This sandwich had more comebacks than Robert Downey Jr., emerging occasionally in select regions after being introduced as a limited-edition item in 1981. Made with a boneless slab of pork, slathered in barbecue sauce and topped with pickles, the McRib attracted a passionate following that tracked its whereabouts and composed heartfelt songs in its name. The chain’s limited edition Shamrock Shake and Szechuan sauce — quirky items that make cameo appearances on the menu once in a while — have generated similar devotion. But creations like the McDLT, a burger split into two Styrofoam compartments to separate the lettuce and tomato from the beef, eventually fell flat.
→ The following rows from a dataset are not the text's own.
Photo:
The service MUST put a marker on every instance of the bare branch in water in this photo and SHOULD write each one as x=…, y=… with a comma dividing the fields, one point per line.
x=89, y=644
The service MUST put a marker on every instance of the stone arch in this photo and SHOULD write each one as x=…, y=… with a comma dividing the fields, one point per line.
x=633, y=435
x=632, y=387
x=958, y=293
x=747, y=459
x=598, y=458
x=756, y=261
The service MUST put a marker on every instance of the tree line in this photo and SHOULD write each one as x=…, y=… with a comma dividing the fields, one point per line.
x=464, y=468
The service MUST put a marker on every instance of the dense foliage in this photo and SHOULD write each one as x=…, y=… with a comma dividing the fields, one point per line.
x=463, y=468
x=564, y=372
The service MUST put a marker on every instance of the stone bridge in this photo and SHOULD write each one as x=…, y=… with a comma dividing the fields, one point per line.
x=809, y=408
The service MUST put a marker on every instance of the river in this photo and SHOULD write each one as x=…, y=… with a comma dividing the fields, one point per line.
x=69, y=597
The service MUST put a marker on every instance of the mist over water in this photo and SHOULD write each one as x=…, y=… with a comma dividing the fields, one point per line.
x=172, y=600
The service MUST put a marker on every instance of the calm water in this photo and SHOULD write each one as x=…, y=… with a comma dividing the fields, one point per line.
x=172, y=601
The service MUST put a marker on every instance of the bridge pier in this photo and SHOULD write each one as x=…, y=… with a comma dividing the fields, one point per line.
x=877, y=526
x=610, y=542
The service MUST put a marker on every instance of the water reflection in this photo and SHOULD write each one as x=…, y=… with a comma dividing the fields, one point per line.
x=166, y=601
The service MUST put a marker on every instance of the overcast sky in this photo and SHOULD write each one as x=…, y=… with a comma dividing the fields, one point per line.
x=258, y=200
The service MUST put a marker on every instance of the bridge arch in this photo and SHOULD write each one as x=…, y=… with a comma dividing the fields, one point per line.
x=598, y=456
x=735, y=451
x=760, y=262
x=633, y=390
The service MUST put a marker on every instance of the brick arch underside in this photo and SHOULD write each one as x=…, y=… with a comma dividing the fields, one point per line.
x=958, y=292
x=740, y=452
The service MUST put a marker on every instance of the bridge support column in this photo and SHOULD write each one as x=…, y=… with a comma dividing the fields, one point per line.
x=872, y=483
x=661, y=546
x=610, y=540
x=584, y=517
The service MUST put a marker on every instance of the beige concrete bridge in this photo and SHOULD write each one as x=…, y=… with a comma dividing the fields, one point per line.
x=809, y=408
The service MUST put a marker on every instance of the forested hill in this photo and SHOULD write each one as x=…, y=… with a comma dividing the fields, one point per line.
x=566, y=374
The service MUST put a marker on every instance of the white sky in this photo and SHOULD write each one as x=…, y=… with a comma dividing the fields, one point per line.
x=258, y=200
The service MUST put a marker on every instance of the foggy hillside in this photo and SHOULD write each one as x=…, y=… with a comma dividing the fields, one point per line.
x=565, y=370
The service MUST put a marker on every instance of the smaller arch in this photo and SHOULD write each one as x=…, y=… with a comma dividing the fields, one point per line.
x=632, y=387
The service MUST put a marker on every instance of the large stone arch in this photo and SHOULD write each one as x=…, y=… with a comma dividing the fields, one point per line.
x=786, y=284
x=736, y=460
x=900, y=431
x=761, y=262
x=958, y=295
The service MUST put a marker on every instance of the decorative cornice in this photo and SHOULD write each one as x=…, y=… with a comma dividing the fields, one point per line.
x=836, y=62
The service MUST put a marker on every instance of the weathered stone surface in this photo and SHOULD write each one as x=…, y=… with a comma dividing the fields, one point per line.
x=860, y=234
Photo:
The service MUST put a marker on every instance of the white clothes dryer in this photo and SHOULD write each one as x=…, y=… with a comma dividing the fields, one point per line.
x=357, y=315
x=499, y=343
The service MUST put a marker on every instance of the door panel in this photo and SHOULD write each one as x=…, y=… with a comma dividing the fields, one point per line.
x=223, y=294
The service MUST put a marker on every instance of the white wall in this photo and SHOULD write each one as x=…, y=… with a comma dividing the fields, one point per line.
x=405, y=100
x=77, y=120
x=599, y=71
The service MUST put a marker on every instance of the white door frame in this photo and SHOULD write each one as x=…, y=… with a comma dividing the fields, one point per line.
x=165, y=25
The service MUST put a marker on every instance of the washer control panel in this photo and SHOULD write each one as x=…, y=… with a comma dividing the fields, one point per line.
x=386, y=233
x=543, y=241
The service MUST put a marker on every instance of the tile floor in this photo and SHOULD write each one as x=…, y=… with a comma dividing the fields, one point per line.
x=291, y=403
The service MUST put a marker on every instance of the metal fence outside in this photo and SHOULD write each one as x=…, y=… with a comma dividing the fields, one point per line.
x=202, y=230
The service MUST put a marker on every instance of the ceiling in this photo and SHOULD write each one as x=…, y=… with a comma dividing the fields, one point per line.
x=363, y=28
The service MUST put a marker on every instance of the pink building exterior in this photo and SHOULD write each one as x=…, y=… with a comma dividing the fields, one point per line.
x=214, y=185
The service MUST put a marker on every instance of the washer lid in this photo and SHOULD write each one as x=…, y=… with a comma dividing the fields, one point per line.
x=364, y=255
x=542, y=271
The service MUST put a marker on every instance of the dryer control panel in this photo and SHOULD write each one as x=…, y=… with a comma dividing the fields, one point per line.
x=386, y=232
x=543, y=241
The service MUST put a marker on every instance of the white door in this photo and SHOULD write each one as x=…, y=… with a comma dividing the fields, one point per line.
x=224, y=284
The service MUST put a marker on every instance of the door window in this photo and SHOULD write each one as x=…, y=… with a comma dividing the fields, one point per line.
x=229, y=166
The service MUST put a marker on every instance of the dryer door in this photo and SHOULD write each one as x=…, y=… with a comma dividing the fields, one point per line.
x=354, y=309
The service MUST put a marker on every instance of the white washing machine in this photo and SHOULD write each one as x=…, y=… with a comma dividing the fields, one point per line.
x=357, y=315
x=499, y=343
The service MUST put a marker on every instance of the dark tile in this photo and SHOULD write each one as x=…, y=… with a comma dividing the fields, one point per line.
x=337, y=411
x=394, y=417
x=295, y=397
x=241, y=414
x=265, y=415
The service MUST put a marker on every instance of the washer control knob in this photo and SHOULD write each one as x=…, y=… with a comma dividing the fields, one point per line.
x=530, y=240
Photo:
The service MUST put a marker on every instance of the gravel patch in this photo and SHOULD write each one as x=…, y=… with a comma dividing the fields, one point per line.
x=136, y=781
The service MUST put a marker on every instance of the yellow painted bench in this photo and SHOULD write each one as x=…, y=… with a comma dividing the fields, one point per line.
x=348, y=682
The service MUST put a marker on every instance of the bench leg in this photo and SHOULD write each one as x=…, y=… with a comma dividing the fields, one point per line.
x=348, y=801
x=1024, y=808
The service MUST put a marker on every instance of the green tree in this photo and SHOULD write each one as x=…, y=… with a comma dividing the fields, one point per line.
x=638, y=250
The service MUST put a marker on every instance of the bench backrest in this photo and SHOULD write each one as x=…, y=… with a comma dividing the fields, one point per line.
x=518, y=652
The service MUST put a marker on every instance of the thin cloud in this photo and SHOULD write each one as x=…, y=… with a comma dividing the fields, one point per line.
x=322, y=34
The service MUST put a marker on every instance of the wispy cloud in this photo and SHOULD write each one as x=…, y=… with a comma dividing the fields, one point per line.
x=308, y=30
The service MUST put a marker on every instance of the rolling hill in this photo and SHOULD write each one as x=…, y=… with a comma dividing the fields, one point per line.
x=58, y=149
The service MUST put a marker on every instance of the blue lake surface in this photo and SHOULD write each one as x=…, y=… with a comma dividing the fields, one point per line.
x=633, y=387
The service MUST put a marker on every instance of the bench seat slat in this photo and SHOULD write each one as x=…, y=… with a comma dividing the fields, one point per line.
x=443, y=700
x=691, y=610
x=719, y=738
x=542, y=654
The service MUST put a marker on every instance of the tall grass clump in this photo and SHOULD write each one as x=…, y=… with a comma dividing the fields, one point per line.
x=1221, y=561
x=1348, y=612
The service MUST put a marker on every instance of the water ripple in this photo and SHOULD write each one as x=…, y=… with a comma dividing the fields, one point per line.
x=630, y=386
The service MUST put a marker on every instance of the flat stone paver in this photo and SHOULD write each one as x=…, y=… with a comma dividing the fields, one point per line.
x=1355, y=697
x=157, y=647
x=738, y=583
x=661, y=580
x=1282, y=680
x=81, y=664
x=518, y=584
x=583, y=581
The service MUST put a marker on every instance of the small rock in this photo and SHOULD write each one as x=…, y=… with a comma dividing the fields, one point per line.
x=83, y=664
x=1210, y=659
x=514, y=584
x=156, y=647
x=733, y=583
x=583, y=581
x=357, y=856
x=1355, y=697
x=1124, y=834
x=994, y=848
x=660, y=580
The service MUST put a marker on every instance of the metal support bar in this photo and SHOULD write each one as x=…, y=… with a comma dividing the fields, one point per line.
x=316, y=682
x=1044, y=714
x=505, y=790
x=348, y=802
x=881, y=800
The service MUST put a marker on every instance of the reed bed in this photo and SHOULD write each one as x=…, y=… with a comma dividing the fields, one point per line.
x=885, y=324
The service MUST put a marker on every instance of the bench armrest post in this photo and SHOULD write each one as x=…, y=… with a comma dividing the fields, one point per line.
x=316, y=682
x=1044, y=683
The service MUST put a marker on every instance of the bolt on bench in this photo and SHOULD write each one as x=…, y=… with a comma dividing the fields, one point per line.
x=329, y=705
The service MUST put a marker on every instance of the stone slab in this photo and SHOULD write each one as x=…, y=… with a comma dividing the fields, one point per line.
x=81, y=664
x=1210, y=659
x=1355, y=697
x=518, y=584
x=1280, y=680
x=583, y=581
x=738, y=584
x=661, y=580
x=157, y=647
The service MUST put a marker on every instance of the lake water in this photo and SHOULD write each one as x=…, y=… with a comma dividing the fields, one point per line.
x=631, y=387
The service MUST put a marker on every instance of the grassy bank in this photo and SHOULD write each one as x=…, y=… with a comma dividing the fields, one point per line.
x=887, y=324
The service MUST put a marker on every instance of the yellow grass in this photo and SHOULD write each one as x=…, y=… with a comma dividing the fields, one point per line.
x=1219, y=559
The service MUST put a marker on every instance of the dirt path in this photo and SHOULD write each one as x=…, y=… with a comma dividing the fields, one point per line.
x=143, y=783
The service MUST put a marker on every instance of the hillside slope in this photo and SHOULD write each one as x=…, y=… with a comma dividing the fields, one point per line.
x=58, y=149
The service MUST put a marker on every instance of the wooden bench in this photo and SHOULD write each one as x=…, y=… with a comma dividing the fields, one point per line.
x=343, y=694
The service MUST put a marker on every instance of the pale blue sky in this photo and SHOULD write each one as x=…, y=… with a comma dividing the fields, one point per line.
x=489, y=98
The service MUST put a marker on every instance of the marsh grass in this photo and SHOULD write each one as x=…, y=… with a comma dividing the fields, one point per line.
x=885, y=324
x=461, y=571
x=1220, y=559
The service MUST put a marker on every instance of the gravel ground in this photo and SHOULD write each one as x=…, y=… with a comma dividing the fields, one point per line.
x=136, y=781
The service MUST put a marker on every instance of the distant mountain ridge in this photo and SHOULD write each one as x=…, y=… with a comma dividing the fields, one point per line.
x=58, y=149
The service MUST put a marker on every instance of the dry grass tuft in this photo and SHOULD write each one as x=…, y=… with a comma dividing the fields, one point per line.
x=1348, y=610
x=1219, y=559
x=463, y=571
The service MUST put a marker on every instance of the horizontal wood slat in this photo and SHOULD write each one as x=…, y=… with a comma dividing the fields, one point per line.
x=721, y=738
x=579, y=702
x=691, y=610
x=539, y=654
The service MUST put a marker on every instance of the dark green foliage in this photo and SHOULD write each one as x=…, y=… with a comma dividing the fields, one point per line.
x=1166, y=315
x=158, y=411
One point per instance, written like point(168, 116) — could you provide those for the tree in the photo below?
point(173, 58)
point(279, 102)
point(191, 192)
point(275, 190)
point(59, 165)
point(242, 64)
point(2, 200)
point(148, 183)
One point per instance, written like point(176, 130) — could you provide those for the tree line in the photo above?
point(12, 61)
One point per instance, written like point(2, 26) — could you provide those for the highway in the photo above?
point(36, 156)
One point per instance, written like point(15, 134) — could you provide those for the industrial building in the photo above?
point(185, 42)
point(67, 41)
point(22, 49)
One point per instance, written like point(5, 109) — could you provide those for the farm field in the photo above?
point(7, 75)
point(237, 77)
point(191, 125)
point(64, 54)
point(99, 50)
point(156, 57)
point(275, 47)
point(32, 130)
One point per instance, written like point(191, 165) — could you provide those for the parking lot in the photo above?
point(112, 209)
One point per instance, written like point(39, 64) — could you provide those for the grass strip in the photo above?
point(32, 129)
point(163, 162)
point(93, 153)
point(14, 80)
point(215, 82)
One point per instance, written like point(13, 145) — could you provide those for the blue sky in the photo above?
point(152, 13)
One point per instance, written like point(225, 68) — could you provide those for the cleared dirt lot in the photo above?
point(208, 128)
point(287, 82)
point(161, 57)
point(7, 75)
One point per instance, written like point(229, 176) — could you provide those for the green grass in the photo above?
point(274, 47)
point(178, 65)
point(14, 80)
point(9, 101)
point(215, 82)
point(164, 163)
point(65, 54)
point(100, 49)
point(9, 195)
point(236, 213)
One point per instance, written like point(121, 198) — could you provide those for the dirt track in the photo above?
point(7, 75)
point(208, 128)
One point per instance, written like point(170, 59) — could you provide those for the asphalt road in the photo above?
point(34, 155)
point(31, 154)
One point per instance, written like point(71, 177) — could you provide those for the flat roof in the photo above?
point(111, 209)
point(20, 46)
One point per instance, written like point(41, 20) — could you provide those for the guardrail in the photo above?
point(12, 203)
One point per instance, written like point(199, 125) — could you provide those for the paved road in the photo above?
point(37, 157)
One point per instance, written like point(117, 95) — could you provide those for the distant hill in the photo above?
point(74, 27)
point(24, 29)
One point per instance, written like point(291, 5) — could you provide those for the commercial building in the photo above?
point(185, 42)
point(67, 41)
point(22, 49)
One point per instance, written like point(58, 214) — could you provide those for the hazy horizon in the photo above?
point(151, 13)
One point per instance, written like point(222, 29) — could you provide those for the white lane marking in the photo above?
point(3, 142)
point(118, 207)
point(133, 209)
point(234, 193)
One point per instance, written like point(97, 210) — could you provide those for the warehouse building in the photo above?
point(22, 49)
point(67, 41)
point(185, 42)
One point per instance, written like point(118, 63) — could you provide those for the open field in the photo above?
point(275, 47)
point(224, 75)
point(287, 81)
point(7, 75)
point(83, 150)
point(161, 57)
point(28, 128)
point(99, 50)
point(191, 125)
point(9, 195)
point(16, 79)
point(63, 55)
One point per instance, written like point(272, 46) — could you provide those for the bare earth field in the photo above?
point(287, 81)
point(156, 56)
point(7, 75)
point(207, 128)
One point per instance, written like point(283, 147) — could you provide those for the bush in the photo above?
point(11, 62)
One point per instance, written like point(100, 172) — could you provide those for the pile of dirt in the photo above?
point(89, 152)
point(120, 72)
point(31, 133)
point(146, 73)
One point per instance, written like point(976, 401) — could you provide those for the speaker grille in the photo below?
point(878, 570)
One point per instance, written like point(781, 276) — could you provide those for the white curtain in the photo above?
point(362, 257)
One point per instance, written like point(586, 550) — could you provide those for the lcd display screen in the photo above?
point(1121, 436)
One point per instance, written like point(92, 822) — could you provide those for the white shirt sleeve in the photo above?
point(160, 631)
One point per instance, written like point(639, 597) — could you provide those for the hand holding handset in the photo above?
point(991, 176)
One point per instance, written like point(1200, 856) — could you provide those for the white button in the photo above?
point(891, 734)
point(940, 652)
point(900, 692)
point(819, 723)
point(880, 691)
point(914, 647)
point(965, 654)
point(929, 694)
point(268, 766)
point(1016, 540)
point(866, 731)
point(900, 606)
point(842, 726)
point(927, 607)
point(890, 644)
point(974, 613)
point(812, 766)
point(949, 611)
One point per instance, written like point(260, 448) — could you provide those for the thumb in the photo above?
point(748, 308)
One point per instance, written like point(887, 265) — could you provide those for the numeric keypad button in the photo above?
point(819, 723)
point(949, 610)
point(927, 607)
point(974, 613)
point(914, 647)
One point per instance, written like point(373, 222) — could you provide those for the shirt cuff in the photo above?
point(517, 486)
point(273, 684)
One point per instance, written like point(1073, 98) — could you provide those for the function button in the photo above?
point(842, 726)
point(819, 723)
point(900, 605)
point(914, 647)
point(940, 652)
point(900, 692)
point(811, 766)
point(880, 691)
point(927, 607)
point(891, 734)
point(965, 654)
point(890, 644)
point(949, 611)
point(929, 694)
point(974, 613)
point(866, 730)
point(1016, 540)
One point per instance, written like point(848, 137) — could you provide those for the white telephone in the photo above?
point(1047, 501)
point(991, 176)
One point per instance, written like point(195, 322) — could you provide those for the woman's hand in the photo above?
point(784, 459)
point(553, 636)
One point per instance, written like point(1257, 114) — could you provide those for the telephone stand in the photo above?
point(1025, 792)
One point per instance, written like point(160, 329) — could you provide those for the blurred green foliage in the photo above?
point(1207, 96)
Taco Bell’s Doritos Locos Tacos

Other than the stunningly orange exterior modeled after Doritos chips, this taco was like any other available at the chain, packed with seasoned beef, lettuce and cheese. But the snack-food tie-in shell was enough to help Taco Bell sell 100 million Doritos Locos Tacos within 10 weeks of making them available in 2012. Since then, the chain has rolled out variations in spicy, Cool Ranch and nacho cheese flavors. Burger King later tried its own snack-food, fast-food fusion, caking morsels of macaroni and cheese in Cheetos-flavored breading.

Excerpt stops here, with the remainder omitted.